Le groupe parlementaire des indépendants et les non-inscrits à l’Assemblée populaire nationale (APN), ont appelé  le président de la chambre basse du Parlement, Mouad Bouchareb, à convoquer une séance extraordinaire pour “examiner la conjoncture actuelle et prendre les mesures adéquates qui répondent aux aspirations du peuple”.

“Vu le mouvement populaire de grande envergure que connait notre pays et en notre qualité de représentants du peuple, appelés à soulever ses préoccupations et ses revendications, nous vous demandons de convoquer une séance extraordinaire pour examiner la conjoncture actuelle, élaborer un communiqué et prendre les mesures adéquates, en vertu des prérogatives que nous confère la loi, des mesures qui soient à la hauteur des aspirations de notre peuple et de l’avenir de notre pays, la séance devant être diffusée en direct sur les chaines de télévision publiques et privées”, précise un communiqué conjoint, signé par le président du groupe des indépendants, Osmani Lamine et le président des Non-inscrits, Nazih Berramdane.
La demande portant convocation de cette séance extraordinaire intervient en application des dispositions de la Constitution, notamment en son article 115, en vertu de l’article 05 de la loi 01/01 relative à la qualité de membre au Parlement.
Selon certains députés de la coalition, cette convocation risque de ne pas aboutir rapidement. Actuellement, il y a une certaine paralysie dans le fonctionnement du parlement, en raison de la non constitution d’un gouvernement. Cela fait plus de quinze jours que le Premier ministre Nouredine Bedoui, n’a pas réussi à nommer le moindre ministre, en dépit de centaines de consultations avec des partis politiques de la coalition, de l’opposition, du mouvement associatif et des ONG de la société civile, ainsi que des syndicats et des intellectuels et universitaires.
L’APN, comme le Conseil de la nation, sont également la cible de virulentes critiques de la part du mouvement populaire et citoyen. Les deux institutions sont accusées de faire partie du système ou de d’avoir cautionné ce dernier, en dépit des réclamations des autres groupes de l’opposition lors des séances plénières. Ces derniers ne cessaient de faire des constats sur l’état de déliquescence des institutions de l’Etat, en soulevant des dossiers sur la corruption généralisée et d’autres fléaux sociaux.
D’un autre côté, Ali Benflis, qui a participé aux réunions de l’opposition et donc à l’élaboration de sa plate-forme politique, a rendu public hier, au nom de son parti Talai El Houriyet, ses propres propositions de sortie de crise. 
En préambule, Benflis insiste sur la « fin imminente du système en place » accusant ce même pouvoir d’avoir choisi une « fin violente », alors qu’elle aurait pu se dérouler « dans le calme et la sérénité ».

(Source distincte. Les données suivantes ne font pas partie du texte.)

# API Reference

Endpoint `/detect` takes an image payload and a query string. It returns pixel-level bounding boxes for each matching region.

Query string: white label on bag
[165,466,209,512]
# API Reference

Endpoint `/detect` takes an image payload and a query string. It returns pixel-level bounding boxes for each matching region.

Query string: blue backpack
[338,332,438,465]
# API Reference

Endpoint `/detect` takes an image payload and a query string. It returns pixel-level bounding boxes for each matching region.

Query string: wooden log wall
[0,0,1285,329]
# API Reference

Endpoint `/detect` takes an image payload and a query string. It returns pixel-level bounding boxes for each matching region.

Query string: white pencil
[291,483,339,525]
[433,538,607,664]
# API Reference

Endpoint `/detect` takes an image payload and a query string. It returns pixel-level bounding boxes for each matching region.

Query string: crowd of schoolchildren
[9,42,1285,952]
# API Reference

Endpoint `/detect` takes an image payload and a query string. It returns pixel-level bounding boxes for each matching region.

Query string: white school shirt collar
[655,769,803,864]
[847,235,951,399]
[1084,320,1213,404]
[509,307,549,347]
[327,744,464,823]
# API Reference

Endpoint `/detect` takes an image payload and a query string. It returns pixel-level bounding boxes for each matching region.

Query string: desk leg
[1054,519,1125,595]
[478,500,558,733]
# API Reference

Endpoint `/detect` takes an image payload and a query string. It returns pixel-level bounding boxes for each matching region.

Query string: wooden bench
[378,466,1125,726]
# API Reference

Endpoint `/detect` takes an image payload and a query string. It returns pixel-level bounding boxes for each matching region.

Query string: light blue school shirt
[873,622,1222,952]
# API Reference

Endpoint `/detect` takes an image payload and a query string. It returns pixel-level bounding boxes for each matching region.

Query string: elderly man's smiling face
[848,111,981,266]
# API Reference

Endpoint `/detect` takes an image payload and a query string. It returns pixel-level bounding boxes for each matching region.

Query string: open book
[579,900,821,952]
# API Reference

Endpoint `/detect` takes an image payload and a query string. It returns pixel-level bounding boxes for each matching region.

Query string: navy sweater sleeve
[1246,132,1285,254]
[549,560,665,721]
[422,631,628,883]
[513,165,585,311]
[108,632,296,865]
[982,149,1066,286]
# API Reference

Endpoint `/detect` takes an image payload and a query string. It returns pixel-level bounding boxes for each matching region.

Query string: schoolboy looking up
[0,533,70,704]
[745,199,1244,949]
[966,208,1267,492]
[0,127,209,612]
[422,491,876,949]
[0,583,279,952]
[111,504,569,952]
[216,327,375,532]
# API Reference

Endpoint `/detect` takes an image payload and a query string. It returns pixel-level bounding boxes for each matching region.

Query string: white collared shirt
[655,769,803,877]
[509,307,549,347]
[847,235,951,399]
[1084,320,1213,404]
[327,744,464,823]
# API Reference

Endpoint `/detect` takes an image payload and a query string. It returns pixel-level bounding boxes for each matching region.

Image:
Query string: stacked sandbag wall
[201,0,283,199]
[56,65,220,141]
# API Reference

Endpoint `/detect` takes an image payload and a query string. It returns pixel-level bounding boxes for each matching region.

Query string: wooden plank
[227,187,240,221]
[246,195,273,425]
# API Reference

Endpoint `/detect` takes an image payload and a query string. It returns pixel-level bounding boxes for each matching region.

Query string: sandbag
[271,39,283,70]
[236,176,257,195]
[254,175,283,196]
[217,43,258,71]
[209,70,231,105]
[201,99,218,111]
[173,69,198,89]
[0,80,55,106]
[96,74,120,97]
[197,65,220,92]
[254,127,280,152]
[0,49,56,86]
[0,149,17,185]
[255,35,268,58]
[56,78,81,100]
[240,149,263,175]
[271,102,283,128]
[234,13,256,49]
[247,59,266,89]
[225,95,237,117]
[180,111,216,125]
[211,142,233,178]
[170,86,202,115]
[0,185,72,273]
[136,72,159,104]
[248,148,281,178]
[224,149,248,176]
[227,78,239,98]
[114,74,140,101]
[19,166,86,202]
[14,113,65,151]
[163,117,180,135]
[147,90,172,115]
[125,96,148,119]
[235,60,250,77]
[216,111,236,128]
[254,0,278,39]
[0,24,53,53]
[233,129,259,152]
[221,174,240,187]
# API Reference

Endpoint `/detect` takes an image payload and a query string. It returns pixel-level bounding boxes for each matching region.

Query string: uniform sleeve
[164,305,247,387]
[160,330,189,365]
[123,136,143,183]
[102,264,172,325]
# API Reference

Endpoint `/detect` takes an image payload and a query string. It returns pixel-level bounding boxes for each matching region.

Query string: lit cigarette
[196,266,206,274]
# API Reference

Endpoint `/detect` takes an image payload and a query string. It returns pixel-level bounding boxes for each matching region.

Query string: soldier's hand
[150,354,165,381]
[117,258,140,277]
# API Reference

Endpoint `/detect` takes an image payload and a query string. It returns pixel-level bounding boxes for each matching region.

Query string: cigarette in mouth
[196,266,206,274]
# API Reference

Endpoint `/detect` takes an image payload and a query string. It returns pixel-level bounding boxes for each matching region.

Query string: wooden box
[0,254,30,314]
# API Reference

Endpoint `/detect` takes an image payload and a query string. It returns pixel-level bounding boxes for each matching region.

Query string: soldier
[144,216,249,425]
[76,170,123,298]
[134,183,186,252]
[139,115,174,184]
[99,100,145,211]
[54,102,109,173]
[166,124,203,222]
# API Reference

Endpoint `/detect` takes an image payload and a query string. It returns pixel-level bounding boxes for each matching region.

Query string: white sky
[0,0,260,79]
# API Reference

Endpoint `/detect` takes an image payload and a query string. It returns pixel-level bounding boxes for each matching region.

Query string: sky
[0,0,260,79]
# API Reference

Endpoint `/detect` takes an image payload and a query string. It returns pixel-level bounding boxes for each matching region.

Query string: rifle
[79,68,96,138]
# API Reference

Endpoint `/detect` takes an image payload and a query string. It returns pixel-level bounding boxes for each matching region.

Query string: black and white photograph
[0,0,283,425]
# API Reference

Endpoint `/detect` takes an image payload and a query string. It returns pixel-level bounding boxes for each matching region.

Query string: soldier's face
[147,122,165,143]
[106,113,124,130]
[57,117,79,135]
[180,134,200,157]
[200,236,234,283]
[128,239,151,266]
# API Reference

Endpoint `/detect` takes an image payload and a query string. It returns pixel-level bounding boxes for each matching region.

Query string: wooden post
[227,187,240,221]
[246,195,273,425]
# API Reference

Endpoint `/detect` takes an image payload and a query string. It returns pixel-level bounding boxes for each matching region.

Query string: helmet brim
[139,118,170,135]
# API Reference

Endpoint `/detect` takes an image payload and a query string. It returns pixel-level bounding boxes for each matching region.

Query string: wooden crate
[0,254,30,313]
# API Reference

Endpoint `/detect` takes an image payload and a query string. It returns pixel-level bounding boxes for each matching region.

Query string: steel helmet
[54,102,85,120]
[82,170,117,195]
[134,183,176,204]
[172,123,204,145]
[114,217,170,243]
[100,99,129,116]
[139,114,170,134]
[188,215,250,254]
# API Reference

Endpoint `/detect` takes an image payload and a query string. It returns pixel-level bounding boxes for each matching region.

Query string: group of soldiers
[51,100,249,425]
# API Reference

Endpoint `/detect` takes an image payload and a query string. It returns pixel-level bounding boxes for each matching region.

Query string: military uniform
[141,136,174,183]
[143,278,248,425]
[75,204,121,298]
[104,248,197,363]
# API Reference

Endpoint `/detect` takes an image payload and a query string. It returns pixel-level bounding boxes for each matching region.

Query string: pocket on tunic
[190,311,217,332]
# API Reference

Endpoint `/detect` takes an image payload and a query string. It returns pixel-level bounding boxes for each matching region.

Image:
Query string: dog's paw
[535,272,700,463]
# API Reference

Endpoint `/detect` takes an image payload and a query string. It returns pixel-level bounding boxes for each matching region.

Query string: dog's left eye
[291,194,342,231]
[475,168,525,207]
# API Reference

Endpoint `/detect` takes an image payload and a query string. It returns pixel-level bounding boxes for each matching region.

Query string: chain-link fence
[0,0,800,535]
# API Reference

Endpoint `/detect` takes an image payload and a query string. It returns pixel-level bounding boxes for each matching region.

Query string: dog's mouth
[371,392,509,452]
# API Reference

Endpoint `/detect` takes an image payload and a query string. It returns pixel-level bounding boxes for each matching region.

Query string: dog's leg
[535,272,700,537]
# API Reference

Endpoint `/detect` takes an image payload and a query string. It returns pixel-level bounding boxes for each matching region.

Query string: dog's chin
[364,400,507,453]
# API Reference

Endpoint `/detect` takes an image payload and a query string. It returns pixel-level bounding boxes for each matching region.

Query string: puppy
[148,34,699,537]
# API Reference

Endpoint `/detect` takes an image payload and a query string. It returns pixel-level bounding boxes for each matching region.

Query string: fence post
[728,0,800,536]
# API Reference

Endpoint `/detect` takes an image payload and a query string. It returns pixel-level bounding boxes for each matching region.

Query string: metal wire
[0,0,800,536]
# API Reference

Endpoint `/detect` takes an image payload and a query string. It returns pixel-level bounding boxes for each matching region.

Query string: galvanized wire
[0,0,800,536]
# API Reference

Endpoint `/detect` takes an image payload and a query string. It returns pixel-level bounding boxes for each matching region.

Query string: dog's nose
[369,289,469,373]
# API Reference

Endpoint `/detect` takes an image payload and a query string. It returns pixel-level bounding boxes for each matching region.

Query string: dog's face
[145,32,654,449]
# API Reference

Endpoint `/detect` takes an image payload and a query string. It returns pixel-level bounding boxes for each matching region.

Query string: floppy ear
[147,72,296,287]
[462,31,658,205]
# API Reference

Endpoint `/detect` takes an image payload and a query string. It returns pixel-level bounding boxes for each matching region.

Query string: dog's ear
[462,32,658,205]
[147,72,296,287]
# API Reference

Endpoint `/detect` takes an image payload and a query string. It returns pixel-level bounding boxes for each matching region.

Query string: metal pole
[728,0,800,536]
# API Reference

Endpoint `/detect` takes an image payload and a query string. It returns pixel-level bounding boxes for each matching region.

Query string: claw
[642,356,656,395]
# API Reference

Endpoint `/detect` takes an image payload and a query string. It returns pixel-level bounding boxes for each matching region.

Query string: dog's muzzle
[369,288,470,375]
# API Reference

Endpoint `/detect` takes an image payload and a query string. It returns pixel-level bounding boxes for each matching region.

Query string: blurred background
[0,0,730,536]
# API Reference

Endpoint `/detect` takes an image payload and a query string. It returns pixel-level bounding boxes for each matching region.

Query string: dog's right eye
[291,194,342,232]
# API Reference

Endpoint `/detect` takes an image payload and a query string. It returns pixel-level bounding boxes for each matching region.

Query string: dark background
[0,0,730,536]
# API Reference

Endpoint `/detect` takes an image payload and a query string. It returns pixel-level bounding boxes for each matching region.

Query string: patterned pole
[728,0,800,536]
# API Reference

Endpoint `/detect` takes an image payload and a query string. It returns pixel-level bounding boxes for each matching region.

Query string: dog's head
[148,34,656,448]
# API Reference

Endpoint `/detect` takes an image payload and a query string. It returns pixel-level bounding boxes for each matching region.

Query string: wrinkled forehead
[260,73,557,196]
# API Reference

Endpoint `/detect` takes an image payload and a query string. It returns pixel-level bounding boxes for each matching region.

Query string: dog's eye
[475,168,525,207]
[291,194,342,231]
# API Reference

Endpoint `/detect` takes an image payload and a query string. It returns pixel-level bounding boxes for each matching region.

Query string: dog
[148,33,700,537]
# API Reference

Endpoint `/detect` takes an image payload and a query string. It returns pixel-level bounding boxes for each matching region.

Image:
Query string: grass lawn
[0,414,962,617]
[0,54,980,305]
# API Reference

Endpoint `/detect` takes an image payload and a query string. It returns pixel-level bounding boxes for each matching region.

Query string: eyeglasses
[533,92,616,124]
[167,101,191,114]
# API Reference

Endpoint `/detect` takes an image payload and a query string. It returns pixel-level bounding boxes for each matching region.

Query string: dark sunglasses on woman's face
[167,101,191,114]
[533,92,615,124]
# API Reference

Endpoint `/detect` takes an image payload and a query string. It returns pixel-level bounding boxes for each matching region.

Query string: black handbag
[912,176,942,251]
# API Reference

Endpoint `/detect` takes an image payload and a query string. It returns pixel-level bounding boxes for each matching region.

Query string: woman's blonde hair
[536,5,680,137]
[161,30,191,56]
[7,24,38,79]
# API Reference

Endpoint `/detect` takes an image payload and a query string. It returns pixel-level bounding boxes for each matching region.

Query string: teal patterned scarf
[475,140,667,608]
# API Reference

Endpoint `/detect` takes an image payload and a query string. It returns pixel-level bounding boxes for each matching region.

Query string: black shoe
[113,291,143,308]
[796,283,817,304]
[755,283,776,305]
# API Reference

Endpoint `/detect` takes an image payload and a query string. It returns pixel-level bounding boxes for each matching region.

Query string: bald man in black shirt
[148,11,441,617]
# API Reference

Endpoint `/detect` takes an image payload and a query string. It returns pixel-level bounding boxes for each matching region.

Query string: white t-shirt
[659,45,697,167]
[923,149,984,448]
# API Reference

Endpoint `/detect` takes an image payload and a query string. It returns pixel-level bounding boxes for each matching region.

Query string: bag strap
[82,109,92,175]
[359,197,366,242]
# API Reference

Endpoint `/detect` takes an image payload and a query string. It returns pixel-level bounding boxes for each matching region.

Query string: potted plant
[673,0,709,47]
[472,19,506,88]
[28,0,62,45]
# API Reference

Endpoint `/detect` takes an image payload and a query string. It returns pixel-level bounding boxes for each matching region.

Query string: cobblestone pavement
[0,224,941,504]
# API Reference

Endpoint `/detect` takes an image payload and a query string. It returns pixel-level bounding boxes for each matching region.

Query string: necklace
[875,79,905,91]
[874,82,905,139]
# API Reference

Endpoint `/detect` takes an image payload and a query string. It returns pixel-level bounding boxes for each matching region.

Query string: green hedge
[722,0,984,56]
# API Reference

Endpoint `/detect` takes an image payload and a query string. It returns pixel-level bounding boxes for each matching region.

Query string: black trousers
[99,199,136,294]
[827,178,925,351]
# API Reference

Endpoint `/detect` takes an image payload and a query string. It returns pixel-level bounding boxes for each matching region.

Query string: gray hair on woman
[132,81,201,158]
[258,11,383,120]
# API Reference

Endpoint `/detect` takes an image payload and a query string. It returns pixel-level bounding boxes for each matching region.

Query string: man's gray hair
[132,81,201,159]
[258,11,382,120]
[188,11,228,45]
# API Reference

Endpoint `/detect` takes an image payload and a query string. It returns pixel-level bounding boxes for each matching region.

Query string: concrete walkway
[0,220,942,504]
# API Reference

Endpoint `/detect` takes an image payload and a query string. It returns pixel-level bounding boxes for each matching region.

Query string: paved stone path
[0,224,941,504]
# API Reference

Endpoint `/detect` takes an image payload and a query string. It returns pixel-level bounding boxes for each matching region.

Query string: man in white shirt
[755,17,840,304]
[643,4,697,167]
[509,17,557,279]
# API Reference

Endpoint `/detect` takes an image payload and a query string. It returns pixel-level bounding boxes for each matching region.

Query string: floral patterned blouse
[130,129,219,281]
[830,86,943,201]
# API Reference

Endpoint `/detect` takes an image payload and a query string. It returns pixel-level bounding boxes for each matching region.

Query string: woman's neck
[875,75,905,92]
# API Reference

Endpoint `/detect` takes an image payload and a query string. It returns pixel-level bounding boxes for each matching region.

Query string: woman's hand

Il met en garde contre la tentation de prolonger le mandat actuel avec le statut de chef d’Etat, car ce sera « un président putschiste, selon les standards politiques et constitutionnels », Benflis plaide pour un changement en douceur.
Considérant que l’Algérie se trouve « à un point de bascule vers la transformation démocratique de notre système, Benflis propose d’abord l’annulation de la décision unilatérale de la prolongation du mandat du président absent. Ensuite, la suspension des consultations en vue de la formation du Gouvernement Bedoui. Benflis propose la dissolution des deux chambres parlementaires qui n’ont selon lui ni crédibilité, ni légitimité, ni représentativité. Et enfin, annoncer le retour au processus électoral dans les limites du temps nécessaire à la mise en place du nouveau mécanisme électoral.
L’ancien chef du gouvernement et ex SG du FLN propose que cette période transitionnelle, la plus courte possible soit gérée par « une instance présidentielle composée de personnalités nationales jouissant de la crédibilité et de la confiance du peuple. »
Cette instance sous la forme d’un triumvirat avec un président et deux vice-présidents, une présidence collégiale, à charge pour ces trois personnalités de ne pas briguer un mandat électoral à la fin de leur mission.
Au cours de son « mandat » la présidence collégiale aura à gérer le pays par ordonnances, tout en procédant à la formation d’un mouvement de compétences nationales.
Ce gouvernement aura deux missions, à savoir la gestion des affaires courantes et les préparations de l’élection présidentielle.